Hypochondriasis Y-BOCS scores before and after clozapine dosage reduction.

Item	Case A		Case B
	Before clozapine dosage reduction	After clozapine dosage reduction	Before clozapine dosage reduction	After clozapine dosage reduction
Time occupied by hypocondriac thoughts	3	1	4	1
Interference of hypocondriac thoughts with functioning	3	0	4	2
Distress caused by hypocondriac thoughts	3	1	4	2
Resistance against hypocondriac thoughts	3	2	4	2
Degree of control over hypochondriac thoughts	3	1	4	2
Insight into hypochondriacal thoughts	3	1	4	2
Time spent performing hypochondriac behaviors	2	1	4	1
Interference due to hypochondriac behaviors	2	0	4	1
Distress associated with hypochondriac behaviors	3	1	4	1
Total	25	8	36	13
% reduction		68		64

2.2. Case Report B

Mr. B. is a 48-year-old man, single, and employed. He had a personal history of panic attacks but not a personal or familiar history of OCD or HYPO. When he was 19 years old, he developed SCH successfully treated with clozapine (500 mg/day) in combination with valproate (1000 mg/day, serum level 86 μgr/ml) (Table 1). Seven years ago, we discontinued valproate and reduced clozapine (400 mg/day). When B. was 45 years old, he developed a very severe HYPO disorder (DSM-IV criteria) (Table 2) with dyspnea, fear of having a cardiac disease, and reassurance seeking (frequent medical visits and hospital admissions). B. refused CBT and we treated HYPO unsuccessfully: (a) adding paroxetine (30 mg/day), sertraline (150 mg/day), and clomipramine (50 mg/day) (resp., 2, 3, and 2 months); (b) adding valproate (1500 mg/day, serum level 94 μgr/ml) (3 months); (c) adding valproate (1500 mg/day, serum level 91 μgr/ml) plus amisulpride (600 mg/day) (4 months). Lastly, we reduced clozapine dosage (100 mg/die) without changing valproate and amisulpride doses and HYPO dramatically improved (Table 1). HYPO improvement, as well as SCH remission, continued for 2 years.

3. Discussion

To our knowledge, this is the first report on treatment of HYPO secondary to CLZ use. Among the attempted therapeutic strategies, combining clozapine with amisulpride/aripiprazole or valproate did not work, augmentation with a SRI did not work (1 case) or worsened psychosis (1 case), and CBT partially worked (1 case). Only dosage reduction adequately worked.

Although the main focus of this report was evaluating the possible treatment strategies for hypochondriasis symptoms co-occurring with SCH in patients using CLZ, it suggests that, as previously reported for OCS [14], hypochondriasis is a dose and treatment duration dependent side effect of CLZ.

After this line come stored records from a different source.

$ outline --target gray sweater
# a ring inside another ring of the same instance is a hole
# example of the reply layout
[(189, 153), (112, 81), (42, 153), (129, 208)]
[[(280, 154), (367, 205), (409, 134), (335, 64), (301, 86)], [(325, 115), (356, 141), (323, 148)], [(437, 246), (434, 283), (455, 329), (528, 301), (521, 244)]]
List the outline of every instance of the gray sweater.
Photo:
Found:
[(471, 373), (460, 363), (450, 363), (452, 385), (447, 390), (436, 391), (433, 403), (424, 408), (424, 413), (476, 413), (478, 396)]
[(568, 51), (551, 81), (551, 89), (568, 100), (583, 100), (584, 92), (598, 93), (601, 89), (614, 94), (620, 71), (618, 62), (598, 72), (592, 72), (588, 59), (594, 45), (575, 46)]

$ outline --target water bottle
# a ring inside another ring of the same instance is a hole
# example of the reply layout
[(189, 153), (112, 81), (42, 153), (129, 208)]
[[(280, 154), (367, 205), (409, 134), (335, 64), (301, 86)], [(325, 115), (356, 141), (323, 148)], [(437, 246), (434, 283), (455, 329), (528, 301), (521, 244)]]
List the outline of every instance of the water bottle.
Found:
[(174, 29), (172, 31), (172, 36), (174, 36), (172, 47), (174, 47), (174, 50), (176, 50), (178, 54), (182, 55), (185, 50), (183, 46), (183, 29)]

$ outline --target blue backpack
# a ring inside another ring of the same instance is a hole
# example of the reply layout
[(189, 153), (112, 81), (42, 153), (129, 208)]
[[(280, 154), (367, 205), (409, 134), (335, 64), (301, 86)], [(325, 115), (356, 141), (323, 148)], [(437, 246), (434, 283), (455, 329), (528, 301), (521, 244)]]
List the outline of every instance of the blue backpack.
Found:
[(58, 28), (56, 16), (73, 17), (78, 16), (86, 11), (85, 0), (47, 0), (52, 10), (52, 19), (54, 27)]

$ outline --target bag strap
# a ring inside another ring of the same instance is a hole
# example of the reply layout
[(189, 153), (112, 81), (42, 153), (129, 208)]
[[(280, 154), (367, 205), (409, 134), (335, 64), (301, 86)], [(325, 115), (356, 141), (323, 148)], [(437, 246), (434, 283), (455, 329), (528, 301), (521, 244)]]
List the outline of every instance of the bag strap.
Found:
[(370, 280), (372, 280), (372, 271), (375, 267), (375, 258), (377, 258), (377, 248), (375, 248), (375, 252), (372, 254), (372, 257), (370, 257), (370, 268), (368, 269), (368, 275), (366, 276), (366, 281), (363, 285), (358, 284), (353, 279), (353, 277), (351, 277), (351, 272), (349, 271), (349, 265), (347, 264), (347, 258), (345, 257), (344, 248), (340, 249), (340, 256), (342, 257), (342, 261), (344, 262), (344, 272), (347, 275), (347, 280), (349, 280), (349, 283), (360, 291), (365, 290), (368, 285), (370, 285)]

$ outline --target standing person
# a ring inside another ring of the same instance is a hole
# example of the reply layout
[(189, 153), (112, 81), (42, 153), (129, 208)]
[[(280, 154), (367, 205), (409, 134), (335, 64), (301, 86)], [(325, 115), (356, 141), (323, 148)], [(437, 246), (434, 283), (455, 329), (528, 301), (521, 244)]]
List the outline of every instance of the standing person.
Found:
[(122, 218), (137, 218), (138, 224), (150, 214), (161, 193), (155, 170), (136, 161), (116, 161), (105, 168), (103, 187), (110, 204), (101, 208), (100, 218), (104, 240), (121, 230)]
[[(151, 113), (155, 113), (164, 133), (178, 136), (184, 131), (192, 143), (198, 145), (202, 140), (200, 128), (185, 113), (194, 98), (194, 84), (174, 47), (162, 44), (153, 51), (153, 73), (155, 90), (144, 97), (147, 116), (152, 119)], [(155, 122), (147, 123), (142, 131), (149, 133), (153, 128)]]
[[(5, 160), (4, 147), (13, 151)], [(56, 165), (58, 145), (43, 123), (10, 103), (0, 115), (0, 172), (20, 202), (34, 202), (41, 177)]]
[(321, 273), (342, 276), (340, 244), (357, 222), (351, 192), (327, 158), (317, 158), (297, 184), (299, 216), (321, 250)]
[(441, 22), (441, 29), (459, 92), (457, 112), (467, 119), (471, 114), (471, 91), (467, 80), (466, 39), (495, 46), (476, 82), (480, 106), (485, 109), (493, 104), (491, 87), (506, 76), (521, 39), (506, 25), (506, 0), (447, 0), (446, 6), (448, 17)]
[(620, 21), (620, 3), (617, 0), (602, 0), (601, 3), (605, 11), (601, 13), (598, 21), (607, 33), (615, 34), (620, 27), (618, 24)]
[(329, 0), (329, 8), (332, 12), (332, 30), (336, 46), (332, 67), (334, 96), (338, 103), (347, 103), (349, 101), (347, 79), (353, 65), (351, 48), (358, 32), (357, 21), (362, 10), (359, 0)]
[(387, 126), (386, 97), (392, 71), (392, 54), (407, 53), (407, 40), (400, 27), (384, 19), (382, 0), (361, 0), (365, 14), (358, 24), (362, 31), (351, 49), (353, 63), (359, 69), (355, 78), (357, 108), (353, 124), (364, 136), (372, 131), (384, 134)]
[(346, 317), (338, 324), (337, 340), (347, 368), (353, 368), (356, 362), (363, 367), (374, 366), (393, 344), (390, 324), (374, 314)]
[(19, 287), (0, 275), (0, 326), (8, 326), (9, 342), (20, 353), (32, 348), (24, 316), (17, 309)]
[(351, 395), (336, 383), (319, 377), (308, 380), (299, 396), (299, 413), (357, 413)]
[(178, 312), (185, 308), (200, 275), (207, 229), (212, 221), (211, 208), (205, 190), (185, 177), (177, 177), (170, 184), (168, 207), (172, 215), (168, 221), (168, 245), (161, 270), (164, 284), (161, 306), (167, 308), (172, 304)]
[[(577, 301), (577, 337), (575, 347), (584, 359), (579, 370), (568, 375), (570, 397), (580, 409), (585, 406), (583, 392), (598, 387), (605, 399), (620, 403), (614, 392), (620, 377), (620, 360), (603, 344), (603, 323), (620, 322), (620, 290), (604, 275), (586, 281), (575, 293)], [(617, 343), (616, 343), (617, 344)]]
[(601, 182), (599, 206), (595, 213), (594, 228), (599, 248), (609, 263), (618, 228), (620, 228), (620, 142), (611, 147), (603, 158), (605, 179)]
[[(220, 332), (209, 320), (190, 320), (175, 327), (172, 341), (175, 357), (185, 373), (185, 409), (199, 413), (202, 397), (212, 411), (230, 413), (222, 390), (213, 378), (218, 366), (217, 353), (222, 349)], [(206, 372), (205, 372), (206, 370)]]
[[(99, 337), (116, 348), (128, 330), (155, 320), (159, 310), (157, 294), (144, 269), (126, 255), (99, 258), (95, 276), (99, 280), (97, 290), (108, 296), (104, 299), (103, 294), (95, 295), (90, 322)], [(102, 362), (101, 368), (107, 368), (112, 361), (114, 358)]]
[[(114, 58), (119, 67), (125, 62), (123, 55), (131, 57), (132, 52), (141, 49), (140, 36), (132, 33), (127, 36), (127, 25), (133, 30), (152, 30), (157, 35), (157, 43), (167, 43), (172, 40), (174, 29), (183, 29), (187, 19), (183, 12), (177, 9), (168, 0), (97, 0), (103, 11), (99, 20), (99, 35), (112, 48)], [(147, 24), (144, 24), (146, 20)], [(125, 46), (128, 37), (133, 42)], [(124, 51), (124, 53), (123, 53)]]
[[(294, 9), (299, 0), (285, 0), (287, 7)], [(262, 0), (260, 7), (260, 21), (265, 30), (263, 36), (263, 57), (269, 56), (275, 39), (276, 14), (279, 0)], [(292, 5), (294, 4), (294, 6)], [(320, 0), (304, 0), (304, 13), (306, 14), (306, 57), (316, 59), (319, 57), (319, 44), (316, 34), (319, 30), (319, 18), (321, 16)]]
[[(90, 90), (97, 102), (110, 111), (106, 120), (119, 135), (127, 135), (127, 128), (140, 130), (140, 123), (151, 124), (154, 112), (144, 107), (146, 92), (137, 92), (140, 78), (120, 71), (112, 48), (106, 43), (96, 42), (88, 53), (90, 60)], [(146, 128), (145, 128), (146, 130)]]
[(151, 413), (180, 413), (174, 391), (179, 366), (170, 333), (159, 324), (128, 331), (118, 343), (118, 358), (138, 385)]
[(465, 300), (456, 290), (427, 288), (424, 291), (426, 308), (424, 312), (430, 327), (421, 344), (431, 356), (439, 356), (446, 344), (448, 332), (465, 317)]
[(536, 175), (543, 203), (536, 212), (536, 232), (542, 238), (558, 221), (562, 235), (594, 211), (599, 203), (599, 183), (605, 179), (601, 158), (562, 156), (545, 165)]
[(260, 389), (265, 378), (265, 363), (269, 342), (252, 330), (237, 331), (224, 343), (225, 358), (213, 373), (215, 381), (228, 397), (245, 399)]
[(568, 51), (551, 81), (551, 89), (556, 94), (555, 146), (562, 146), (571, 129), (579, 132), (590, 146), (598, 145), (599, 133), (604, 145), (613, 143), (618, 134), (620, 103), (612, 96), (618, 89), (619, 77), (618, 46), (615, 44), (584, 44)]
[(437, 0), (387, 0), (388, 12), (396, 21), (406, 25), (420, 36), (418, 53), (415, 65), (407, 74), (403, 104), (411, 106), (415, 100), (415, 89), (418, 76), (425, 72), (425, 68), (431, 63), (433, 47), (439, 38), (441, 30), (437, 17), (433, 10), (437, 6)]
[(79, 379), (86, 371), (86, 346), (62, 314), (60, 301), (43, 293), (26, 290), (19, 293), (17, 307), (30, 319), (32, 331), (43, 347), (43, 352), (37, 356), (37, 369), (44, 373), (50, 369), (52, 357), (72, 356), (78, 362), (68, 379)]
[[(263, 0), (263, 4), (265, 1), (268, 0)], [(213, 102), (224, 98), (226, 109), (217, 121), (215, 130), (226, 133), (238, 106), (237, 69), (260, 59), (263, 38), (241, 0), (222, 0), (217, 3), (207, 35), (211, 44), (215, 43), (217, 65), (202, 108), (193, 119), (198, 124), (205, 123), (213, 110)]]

Undoubtedly, CLZ is the more effective antipsychotic for treatment-resistant psychoses and has important protective effects against suicidal behaviour resulting in lowest mortality of patients with SCH [15-17]. Therefore, clinicians should consider that CLZ could induce the onset or aggravation not only of OCS/OCD, as reported in some studies, but also of HYPO and that this disorder needs a specific treatment. In this regard the dosage reduction, if possible, proved to be a useful option. We recommend caution when thinking about escalating treatment and suggest trying it only when alternative interventions miscarried and weighing risk and benefits of this therapeutic strategy. The control of psychotic symptoms must remain a priority in the treatment of patients with SCH.

Further research is warranted to confirm the hypothesis that CLZ treatment induces hypochondriac symptoms, to investigate the prevalence of the phenomenon, and, mostly, to identify possible treatment strategies.